Archtober, the month-long festival celebrating the architecture and design of New York City, is organized each year by the New York chapter of the American Institute of Architects. The event has presented daily tours, lectures, films and exhibitions that highlight the ever-changing landscape of metropolitan architecture. Once again, Pentagram has designed the identity and exhibition for the festival, extending the graphic program they’ve developed for Archtober’s previous five editions.
This year is the sixth Archtober, and the 2016 identity is built around a mathematical diagram called a Voronoi tessellation, a honeycomb-like system of irregular polygons that in this instance has been generated from six points. (Mathematically speaking, “the diagram partitions a plane with n points into convex polygons so that each polygon contains exactly one generating point, and every point in a given polygon is closer to its generating point than to any other.”)
The tessellation surrounds the distinctive Archtober frame logo in applications such as print advertisements and street banners, and shifts, moves and rearranges itself in animations created for online promotion.
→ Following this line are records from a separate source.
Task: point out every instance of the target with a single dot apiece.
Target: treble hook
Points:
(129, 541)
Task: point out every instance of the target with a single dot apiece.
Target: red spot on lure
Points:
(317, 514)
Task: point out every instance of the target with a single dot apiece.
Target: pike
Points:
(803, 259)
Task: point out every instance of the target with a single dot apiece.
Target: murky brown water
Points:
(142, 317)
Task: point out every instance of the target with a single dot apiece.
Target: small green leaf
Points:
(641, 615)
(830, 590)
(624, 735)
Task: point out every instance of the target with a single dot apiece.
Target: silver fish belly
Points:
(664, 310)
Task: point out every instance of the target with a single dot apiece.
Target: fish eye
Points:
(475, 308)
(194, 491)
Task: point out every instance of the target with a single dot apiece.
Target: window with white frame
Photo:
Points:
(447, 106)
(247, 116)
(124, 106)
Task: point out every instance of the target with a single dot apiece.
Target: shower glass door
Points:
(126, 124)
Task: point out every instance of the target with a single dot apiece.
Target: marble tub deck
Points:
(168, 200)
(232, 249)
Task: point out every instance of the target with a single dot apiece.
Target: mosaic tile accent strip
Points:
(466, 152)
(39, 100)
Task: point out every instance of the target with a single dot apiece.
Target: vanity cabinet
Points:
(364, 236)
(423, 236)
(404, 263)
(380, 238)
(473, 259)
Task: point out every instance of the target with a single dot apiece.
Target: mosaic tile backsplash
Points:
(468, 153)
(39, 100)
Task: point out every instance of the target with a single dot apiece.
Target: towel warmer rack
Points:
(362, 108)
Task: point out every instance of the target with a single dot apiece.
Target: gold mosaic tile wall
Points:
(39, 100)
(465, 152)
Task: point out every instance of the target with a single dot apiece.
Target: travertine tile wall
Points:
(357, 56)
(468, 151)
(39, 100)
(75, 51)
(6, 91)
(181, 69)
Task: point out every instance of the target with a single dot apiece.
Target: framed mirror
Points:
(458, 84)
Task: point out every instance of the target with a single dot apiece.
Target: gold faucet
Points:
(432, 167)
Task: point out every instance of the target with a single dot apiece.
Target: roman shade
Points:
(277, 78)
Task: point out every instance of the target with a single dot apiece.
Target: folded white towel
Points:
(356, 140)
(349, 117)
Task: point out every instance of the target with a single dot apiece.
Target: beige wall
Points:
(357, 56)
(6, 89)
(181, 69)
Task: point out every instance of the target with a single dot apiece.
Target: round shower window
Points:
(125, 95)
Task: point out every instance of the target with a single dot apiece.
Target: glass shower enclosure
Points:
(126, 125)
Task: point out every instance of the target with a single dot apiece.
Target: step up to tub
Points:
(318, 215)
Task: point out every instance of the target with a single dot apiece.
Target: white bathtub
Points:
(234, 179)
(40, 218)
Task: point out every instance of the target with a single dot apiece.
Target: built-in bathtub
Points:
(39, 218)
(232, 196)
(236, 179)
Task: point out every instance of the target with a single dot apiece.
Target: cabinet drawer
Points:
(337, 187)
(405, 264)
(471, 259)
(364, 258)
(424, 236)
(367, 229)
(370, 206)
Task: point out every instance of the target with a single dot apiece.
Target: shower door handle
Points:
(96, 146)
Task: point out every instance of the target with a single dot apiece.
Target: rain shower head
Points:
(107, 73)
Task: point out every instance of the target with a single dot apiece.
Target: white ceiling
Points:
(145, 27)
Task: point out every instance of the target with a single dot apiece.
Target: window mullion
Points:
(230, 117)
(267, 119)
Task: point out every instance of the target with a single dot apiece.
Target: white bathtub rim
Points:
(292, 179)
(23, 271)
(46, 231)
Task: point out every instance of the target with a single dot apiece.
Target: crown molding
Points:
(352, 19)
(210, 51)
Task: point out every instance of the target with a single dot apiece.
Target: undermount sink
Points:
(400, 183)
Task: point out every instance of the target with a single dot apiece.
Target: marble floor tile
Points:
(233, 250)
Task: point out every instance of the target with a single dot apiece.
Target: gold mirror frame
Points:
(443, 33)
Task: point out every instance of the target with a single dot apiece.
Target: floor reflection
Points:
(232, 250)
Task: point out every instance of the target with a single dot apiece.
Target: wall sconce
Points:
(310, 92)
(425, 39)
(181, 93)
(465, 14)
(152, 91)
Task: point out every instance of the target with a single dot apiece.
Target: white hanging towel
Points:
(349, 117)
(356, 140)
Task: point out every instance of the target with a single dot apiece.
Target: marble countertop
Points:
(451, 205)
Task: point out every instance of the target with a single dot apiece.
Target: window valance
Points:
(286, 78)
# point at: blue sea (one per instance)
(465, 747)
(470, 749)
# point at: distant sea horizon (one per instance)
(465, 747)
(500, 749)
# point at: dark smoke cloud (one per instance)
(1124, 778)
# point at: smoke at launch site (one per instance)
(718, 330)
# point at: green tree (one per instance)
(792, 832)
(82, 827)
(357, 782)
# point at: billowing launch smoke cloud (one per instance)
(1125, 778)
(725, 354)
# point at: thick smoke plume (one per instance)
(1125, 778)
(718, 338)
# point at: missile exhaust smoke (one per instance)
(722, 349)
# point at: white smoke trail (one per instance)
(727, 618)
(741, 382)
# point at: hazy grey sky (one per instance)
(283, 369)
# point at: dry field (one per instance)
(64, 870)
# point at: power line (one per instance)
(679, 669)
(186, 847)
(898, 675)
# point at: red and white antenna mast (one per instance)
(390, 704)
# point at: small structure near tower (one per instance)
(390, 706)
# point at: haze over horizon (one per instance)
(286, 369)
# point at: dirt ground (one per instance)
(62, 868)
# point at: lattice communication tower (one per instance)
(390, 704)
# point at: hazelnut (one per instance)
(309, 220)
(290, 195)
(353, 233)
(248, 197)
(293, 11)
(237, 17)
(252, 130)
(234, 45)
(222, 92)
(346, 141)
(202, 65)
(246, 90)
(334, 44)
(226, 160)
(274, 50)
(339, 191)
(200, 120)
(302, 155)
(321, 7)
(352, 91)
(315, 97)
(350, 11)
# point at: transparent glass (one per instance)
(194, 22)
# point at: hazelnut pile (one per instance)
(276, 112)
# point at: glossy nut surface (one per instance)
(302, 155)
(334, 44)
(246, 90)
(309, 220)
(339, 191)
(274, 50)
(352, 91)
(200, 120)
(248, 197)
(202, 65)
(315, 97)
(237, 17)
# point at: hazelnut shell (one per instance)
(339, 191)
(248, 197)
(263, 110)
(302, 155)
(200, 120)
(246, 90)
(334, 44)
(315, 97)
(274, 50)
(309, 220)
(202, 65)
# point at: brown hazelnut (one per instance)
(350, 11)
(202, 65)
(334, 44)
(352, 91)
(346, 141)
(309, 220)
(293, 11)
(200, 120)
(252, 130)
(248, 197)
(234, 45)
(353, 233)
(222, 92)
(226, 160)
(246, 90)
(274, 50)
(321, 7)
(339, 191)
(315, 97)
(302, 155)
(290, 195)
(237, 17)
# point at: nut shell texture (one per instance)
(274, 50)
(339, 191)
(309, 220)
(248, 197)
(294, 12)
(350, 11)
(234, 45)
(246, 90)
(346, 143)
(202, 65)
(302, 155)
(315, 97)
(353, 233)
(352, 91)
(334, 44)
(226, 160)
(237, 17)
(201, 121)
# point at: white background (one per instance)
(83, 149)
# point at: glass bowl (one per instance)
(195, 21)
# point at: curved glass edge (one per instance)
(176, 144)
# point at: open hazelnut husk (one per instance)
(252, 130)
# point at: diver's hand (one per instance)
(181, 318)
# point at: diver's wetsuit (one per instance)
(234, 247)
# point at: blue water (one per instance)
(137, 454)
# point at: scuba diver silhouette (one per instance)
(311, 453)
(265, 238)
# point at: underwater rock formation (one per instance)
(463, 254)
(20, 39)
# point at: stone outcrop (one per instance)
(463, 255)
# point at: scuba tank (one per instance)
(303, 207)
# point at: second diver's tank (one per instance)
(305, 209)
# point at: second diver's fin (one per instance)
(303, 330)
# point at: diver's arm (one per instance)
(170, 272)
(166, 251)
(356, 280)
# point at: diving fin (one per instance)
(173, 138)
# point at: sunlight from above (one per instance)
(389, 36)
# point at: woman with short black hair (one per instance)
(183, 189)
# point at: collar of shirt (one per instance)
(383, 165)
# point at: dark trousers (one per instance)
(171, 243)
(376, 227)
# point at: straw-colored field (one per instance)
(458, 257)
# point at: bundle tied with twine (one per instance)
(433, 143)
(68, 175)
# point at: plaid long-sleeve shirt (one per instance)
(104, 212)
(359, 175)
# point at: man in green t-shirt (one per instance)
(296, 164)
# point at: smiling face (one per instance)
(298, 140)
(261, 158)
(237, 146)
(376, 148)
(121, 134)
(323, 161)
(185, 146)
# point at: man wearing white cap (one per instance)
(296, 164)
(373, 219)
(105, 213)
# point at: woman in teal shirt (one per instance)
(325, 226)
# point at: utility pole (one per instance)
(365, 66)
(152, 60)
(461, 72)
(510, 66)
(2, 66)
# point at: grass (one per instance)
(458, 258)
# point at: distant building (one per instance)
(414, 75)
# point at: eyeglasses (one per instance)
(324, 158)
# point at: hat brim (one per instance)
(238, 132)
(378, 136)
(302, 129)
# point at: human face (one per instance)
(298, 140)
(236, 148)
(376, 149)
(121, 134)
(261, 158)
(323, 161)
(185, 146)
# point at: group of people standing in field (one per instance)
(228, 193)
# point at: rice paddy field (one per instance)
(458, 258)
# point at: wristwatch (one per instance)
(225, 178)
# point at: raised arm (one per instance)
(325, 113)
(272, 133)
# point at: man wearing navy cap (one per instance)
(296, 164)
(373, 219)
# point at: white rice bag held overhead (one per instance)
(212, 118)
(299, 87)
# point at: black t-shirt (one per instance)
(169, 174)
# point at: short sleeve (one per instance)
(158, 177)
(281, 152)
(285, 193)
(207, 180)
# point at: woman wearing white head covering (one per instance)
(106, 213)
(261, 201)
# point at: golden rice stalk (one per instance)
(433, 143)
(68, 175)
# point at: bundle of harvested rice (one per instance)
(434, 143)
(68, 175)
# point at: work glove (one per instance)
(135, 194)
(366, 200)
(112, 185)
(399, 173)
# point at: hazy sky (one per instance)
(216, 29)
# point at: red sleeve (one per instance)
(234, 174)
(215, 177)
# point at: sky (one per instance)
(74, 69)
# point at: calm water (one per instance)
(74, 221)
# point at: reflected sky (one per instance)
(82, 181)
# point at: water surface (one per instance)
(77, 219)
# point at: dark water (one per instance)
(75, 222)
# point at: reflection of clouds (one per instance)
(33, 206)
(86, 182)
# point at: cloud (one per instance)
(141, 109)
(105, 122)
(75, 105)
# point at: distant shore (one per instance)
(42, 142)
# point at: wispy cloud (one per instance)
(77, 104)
The identity also appears on the updated Archtober website, where a responsive rollover transforms the partition.
The designers collaborated with the architecture firm SOFTlab on the design of the Archtober Lounge at the Center for Architecture in Greenwich Village. SOFTlab expanded the tessellation into a dimensional environment in the Center’s main exhibition space. Constructed of corrugated cardboard (held together by butterfly bandages), the installation inexpensively transformed the gallery into a unique architectural setting all its own. The exhibition also continues the tradition of presenting a calendar that highlights each day’s events. This year’s calendar is made of collectible cards that feature the Building of the Day.